Dental visiting in the past year did not show marked differences compared with a longer time since the last visit, and in fact, inequalities seemed to be less when the last dental visit occurred over 12 months earlier (with the exception of filled teeth). The similarity of the estimates between the general population and those visiting within the previous 12 months could indicate that recent visits may not be linked to comprehensive care, with unmet or incomplete treatment need, or that the course of care had not yet been completed or had not been followed (Manski et al., 2012). Another explanation could be emergency care being sought and, as is the nature with emergency care, not all treatment needs being met (Lee et al., 2012).

At a global level, Australia is often considered to be “fair” with regard to universal health schemes, including access to health services (AIHW, 2012).

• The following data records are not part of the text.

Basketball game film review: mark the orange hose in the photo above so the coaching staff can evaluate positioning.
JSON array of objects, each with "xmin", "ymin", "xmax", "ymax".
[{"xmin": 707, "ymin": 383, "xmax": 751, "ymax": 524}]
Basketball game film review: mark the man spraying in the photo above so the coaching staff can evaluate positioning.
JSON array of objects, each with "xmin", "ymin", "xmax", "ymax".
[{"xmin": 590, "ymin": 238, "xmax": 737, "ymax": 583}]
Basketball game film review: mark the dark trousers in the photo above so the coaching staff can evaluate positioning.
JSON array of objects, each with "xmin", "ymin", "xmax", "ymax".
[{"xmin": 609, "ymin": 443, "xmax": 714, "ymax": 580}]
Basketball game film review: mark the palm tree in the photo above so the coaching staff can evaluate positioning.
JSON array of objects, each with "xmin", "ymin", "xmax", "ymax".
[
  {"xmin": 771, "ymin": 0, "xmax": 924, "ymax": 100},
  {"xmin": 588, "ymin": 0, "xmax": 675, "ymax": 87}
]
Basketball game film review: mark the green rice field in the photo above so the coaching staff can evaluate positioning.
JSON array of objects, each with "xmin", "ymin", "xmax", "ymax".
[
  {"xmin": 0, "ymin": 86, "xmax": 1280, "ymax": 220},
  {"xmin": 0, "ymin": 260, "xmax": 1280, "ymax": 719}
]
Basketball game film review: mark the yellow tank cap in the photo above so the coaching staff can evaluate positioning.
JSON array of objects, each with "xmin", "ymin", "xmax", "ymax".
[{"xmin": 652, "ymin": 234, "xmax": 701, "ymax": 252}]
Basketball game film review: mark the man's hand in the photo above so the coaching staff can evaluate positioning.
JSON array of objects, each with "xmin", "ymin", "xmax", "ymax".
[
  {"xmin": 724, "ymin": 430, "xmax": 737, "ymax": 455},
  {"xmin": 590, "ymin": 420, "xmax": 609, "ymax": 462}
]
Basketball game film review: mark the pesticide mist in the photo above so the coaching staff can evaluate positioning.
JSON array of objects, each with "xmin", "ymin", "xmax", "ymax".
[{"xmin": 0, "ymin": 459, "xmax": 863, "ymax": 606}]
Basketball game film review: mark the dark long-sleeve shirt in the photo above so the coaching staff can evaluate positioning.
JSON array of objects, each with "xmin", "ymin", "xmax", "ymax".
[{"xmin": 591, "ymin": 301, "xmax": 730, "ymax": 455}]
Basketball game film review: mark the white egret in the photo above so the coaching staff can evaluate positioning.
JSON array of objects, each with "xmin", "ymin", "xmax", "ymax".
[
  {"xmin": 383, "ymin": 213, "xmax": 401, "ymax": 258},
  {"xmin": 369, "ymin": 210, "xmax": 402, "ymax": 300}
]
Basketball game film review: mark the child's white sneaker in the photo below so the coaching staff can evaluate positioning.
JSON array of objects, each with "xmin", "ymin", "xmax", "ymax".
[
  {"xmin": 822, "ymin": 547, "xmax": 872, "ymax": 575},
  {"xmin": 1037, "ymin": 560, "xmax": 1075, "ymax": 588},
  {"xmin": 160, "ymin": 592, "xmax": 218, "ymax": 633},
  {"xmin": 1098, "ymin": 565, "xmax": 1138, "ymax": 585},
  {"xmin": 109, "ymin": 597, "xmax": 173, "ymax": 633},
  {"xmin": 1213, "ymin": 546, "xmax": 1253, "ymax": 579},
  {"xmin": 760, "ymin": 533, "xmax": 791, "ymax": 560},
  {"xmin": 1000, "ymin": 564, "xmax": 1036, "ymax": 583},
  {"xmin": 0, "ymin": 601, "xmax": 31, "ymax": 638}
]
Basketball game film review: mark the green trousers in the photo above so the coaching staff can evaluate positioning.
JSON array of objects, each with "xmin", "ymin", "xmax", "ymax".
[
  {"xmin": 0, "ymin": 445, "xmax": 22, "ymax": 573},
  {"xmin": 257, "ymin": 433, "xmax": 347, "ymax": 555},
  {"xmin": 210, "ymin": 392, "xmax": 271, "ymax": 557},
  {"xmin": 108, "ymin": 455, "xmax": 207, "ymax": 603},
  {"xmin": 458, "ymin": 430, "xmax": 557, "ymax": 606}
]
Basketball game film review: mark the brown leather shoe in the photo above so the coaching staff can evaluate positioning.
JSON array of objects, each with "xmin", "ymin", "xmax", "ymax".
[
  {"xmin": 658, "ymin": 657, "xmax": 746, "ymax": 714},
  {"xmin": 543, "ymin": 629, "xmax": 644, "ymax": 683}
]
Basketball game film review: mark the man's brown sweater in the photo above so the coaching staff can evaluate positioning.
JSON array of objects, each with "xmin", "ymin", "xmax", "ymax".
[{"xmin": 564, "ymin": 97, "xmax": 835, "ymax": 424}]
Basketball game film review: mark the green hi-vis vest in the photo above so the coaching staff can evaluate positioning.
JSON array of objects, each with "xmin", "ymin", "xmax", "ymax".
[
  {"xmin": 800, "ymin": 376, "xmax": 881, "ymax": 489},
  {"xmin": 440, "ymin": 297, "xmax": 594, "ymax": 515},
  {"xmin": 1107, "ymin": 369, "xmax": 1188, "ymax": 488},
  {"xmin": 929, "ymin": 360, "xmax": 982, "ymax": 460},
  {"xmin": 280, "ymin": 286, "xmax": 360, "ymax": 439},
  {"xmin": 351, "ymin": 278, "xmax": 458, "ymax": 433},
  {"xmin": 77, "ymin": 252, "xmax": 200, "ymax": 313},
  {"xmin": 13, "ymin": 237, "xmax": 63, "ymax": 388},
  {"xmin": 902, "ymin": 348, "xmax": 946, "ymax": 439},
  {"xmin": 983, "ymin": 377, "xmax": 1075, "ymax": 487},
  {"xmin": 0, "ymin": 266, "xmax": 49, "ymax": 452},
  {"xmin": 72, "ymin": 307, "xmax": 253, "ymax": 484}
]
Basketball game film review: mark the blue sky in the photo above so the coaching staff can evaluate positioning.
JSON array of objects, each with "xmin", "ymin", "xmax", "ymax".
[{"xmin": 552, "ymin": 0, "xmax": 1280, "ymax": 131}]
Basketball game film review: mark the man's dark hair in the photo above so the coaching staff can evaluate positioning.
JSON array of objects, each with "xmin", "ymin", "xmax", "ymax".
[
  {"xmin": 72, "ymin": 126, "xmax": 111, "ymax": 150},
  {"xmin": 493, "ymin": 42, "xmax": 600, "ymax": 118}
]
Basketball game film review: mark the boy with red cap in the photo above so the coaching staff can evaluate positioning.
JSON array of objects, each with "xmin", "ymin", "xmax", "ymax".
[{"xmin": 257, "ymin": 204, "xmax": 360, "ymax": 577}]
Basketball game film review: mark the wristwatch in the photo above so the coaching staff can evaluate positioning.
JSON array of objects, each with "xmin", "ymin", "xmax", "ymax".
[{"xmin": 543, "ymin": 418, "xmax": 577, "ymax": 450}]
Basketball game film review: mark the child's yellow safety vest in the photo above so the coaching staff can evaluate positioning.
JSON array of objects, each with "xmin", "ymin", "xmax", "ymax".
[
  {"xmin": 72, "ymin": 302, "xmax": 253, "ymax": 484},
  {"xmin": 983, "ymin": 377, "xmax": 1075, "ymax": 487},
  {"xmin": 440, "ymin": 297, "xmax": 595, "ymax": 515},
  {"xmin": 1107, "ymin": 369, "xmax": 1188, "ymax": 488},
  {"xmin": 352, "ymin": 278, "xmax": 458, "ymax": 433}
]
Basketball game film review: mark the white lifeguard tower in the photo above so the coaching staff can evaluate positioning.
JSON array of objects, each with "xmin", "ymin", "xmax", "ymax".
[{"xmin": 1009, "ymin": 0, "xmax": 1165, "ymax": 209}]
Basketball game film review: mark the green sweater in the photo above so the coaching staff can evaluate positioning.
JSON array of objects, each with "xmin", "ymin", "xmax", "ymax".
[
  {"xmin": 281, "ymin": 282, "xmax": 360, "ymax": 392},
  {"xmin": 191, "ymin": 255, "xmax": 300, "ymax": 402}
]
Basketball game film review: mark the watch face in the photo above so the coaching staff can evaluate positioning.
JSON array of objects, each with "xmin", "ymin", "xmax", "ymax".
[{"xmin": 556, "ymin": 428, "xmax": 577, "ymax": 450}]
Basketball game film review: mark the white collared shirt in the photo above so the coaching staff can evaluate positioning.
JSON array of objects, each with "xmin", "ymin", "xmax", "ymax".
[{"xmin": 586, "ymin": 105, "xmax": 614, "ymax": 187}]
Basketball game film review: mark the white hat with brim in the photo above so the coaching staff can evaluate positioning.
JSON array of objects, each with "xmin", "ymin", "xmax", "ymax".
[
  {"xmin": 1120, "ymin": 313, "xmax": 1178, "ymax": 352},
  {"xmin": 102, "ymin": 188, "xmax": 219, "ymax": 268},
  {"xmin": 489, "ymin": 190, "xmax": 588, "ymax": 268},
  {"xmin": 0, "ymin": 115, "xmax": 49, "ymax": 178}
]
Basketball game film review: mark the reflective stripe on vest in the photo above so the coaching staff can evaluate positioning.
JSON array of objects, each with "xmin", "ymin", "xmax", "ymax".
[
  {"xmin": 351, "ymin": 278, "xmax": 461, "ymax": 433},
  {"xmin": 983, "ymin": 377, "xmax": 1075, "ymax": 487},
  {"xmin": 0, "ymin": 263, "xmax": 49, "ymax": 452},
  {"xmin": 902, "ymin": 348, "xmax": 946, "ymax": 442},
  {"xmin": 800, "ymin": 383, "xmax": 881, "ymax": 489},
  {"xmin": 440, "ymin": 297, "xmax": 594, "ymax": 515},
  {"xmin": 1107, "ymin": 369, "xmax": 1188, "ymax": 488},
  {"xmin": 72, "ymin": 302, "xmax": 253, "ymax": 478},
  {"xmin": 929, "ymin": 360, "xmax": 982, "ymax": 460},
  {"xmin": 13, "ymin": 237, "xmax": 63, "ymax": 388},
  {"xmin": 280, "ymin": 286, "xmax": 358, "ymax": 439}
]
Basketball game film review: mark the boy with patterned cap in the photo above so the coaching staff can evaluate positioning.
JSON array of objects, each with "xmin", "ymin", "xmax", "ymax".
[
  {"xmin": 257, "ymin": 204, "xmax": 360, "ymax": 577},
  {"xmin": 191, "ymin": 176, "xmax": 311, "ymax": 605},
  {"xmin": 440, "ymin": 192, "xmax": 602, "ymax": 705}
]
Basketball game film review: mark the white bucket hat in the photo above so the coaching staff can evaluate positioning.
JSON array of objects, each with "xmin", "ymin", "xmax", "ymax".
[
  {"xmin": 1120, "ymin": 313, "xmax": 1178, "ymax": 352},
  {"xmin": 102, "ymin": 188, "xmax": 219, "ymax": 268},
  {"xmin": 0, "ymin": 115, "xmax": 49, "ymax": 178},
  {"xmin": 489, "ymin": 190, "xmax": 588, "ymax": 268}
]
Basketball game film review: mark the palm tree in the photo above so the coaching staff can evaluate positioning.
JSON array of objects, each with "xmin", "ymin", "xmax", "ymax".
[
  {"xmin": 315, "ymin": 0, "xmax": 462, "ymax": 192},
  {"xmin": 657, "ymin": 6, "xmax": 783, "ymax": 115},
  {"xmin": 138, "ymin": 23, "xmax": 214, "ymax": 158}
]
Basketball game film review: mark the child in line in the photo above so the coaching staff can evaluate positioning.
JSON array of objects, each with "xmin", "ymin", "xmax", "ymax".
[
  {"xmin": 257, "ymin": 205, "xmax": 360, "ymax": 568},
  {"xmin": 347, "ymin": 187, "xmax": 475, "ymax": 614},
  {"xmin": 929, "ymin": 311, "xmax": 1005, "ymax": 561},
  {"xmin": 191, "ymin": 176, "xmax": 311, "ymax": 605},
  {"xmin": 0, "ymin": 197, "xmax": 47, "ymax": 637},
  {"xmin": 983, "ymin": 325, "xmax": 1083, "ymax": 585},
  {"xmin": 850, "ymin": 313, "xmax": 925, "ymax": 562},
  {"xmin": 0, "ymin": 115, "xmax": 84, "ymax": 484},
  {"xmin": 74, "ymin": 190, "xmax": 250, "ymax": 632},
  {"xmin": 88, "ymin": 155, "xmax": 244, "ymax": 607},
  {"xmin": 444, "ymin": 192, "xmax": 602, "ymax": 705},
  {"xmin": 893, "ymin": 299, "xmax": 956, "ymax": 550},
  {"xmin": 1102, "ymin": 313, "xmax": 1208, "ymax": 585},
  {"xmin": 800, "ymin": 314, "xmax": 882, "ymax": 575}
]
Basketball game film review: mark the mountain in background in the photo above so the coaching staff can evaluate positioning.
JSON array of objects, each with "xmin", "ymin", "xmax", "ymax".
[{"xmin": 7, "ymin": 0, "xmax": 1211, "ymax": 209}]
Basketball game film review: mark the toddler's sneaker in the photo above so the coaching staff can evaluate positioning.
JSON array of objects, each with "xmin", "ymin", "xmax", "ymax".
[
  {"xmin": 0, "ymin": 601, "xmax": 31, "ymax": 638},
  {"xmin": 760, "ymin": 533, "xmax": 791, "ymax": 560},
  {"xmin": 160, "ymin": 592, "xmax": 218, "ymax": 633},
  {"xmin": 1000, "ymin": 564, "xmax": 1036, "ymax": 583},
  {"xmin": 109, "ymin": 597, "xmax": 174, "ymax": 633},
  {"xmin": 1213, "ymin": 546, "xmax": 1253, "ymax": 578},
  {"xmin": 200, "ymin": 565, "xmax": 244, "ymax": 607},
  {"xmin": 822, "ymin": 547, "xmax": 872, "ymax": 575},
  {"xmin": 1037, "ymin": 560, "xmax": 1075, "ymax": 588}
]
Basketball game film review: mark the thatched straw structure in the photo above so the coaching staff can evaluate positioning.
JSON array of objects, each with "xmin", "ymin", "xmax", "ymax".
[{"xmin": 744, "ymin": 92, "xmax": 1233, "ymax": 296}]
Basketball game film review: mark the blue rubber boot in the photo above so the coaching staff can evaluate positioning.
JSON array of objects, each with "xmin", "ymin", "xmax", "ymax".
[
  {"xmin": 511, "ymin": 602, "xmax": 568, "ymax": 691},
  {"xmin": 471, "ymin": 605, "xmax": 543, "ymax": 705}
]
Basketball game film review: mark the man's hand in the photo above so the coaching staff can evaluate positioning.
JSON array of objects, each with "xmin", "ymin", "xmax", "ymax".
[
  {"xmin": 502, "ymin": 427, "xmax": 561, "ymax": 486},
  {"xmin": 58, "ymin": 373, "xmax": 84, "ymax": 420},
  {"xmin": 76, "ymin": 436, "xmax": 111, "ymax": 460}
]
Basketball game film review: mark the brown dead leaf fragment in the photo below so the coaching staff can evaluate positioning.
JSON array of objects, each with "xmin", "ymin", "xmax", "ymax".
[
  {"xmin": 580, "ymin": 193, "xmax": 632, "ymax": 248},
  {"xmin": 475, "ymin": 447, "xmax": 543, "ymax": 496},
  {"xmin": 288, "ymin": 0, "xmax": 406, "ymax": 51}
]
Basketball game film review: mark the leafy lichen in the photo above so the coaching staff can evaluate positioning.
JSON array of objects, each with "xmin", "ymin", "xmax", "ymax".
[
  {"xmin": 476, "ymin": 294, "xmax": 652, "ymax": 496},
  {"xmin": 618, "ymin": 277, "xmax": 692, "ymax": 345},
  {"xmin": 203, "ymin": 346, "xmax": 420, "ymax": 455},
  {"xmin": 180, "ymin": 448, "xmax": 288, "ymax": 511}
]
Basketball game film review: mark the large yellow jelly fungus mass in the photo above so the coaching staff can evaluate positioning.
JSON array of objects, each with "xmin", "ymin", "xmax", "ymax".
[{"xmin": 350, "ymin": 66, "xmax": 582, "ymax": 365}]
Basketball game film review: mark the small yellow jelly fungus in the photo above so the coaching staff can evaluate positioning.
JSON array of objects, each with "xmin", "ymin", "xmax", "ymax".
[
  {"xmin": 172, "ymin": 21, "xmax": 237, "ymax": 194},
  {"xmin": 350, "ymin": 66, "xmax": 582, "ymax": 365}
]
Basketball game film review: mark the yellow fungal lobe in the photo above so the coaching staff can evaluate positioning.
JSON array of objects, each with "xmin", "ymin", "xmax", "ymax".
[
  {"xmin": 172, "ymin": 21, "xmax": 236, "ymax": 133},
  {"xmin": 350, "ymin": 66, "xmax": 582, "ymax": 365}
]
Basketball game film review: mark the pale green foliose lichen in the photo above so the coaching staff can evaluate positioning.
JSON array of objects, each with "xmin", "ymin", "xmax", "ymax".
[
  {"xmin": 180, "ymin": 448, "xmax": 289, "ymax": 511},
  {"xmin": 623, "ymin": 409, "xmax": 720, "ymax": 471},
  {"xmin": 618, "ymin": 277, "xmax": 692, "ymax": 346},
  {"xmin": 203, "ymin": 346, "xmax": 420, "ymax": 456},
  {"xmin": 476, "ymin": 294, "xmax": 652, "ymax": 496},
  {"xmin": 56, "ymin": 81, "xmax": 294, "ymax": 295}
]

However, socially disadvantaged Australian adults are limited in their options regarding public dental care, with these scarce services being rationed through a range of strategies including waiting lists, limited range of services, and co-payments (Spencer, 2001). These strategies have the cumulative effect of suppressing demand and encouraging a problem-oriented approach to dental care utilization, which generally translates into poor dental outcomes. The majority of adults with low income in this study were not eligible for public dental care, and many who were eligible sought private dental care. Private dental care is the predominant mode of dental service delivery in Australia. While wait lists do not exist in the private sector, waiting times for an appointment can vary. However, expressed demand is associated with household income, and price rations services and choice among alternatives for those making a dental visit (Manski et al., 2012).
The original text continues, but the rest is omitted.